Retro eats

I don’t like people who tell me they don’t eat fast food. Sure, they’ve got their reasons—the food is often bland, overprocessed and generally considered calorically unsound. But knowing that you’re doing something not too great for yourself is part of the joy of junk food. Though I don’t recommend a steady diet of the stuff, an occasional dip into the grease vat can be liberating.

My 12-year-old niece Katie was visiting my parents all week, but because of my schedule, I hadn’t seen her much. So I invited her along to dine with me at Sonic, one of the newest additions to the fast-food market in Reno.

Though Sonic is new in town, the chain has actually been around for quite some time. Starting in Oklahoma in the 1950s, the chain has grown to more than 2,000 restaurants throughout the country.

What is Sonic’s catch? It’s a drive-in, but without all the nostalgia. At each parking slot, colorful menus are posted, filled with the expected array of burgers and fries and shakes. But there are some interesting items as well, including Coney dogs, jalapeño burgers and tater tots.

Katie and I pulled in and took our time looking over the menu. When we decided, I hit the call button near the bottom, and a voice greeted us soon after to take our order. My niece, not feeling too hungry, decided on the chicken strip snack, served with ranch dressing ($2.69). She also ordered a large side of tater tots ($1.39). I chose one of the burgers, a Super Sonic No. 2, topped with mustard, dill pickle, onion, lettuce and tomato ($3.19). The No. 1 substitutes mayonnaise for mustard. For my side order, I chose the regular-size onion rings ($1.29).

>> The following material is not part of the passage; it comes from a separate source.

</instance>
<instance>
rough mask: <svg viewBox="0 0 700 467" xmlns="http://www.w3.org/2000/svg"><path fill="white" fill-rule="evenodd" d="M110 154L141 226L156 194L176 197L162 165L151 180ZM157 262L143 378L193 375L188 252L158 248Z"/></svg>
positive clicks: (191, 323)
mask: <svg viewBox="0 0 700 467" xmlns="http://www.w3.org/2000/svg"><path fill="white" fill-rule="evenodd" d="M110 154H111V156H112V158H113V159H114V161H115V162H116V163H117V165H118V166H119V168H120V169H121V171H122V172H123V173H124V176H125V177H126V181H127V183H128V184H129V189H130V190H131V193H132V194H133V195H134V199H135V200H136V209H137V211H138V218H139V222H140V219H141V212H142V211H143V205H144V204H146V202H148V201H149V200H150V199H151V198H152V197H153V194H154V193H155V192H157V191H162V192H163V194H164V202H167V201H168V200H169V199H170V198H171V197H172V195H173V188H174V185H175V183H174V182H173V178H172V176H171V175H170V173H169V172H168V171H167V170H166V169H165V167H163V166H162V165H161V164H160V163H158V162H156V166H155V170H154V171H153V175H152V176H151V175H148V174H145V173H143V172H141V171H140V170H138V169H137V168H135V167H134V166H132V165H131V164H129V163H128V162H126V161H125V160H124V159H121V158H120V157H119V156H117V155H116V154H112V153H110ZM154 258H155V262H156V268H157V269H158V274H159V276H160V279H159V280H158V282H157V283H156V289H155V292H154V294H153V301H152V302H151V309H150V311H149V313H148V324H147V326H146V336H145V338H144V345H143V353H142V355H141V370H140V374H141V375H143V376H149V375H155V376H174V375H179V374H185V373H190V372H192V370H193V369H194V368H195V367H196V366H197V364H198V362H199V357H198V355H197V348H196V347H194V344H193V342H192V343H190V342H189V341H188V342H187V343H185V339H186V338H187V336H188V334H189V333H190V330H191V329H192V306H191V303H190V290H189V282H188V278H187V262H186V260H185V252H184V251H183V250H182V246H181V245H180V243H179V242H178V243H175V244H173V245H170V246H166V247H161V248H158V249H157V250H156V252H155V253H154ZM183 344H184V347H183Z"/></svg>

A good part of the variety on Sonic’s menu is in its drink section. Slushes, Sonic Blasts (soft-serve ice cream mixed with candy crumbles) and limeades are all things you won’t find at other fast-food places. Katie picked a medium watermelon slush ($1.19), which was overwhelmingly sweet and tasty. I just wanted a regular vanilla shake ($1.59), and that’s what I got.

All of our food arrived courtesy of a young lady on roller skates. She hung the tray from my window, collected the money and was gone. The three chicken strips looked pretty good-sized. Golden brown on the outside and well-cooked-through inside, the strips received a positive rating from Katie. Her tater tots, a food item I hadn’t eaten since I was 12 or so, were a nice alternative to french fries. Easy to pop into the mouth, they were probably my favorite thing we ordered.

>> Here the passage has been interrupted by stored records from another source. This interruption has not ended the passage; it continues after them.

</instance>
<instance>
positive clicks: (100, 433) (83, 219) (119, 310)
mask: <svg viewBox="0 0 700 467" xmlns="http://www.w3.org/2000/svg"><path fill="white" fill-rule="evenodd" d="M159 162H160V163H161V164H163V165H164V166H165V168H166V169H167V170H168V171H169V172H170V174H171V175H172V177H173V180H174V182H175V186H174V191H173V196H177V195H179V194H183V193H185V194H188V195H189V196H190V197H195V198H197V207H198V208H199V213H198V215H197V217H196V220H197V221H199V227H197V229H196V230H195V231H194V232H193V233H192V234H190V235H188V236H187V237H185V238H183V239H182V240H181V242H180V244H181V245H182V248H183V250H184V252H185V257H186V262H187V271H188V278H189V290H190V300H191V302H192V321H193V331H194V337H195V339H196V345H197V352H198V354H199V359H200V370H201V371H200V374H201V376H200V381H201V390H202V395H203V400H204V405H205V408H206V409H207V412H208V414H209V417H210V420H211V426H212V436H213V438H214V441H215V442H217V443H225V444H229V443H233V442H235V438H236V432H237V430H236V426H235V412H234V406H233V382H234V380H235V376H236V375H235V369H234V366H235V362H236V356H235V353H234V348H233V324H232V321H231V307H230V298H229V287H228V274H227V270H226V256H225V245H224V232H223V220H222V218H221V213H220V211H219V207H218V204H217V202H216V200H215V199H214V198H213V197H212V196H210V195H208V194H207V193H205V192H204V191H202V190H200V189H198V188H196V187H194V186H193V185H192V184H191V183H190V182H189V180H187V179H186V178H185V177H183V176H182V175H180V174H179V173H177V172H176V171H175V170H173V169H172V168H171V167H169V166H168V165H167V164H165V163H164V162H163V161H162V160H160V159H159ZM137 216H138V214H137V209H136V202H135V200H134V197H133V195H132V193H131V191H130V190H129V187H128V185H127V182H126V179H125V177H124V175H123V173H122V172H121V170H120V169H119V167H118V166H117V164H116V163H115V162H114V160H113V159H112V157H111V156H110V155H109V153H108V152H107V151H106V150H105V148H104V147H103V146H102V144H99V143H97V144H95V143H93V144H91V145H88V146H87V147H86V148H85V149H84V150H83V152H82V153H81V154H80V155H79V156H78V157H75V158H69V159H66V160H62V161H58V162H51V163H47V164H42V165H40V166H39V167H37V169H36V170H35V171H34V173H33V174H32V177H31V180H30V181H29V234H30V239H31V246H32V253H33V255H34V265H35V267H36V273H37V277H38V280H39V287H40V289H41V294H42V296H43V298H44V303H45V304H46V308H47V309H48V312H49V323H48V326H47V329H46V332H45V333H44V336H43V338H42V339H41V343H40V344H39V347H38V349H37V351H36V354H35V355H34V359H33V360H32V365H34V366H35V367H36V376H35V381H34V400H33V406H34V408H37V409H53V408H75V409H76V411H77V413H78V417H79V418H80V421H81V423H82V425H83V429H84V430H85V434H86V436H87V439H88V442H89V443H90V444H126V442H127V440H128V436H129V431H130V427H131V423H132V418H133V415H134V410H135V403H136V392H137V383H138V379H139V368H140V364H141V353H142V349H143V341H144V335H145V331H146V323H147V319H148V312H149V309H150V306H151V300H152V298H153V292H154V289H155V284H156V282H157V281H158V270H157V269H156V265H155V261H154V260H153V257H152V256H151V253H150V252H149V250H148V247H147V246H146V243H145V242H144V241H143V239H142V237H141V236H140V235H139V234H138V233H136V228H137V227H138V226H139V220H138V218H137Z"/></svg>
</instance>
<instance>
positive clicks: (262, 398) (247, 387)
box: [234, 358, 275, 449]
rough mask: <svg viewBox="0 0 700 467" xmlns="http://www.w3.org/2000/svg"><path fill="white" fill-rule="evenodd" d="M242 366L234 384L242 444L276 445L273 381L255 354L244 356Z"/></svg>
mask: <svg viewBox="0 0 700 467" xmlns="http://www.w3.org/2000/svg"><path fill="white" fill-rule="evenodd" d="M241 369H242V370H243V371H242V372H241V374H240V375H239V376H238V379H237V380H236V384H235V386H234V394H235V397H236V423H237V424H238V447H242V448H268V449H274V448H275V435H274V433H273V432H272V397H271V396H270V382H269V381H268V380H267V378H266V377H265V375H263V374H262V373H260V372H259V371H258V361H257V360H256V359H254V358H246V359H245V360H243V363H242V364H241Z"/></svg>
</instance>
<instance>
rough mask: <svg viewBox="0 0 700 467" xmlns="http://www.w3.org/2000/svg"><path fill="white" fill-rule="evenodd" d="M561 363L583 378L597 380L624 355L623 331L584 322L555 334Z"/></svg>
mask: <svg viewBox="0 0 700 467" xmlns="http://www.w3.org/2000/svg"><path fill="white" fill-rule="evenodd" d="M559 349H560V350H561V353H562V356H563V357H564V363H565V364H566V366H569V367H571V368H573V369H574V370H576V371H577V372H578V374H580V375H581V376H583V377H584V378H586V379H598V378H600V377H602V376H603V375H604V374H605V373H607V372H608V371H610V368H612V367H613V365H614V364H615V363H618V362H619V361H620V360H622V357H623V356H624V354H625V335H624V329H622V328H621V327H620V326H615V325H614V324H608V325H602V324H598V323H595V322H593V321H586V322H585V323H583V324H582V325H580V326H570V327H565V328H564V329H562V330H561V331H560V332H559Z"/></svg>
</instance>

My burger was acceptable but nothing special, especially considering the price. An Awful Awful and fries at the downtown Reno Nugget diner is only $3.50, and it is 10 times the hamburger this was. But there was nothing particularly bad about the burger. It was just average.

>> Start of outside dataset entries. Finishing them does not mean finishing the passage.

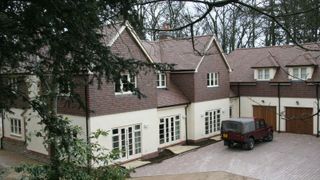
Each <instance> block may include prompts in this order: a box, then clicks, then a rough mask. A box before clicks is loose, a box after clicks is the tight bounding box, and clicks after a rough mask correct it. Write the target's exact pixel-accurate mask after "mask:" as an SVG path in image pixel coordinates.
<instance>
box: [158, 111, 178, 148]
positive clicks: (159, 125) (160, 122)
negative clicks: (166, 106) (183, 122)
mask: <svg viewBox="0 0 320 180" xmlns="http://www.w3.org/2000/svg"><path fill="white" fill-rule="evenodd" d="M159 139H160V144H164V143H169V142H172V141H176V140H179V139H180V116H179V115H176V116H170V117H164V118H160V124H159Z"/></svg>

I did enjoy the onion rings, which seemed to be fairly fresh for a fast-food joint. The onion was a little undercooked, making them pretty chewy. But they tasted like real onions and weren’t too horribly greasy.

The drive-in is still a youth concept, something the franchisees of this Sonic have capitalized on, putting their restaurant right next to Hug High School. Katie and I talked about her favorite amusement park rides, new movies she liked and the best new music while the cars around us pumped rap, the occupants canvassing the parking lot for potential suitors and suitees. With quick service, a great location, and a parking lot filled with young drivers, it is easy to see that this Sonic will be here for a while.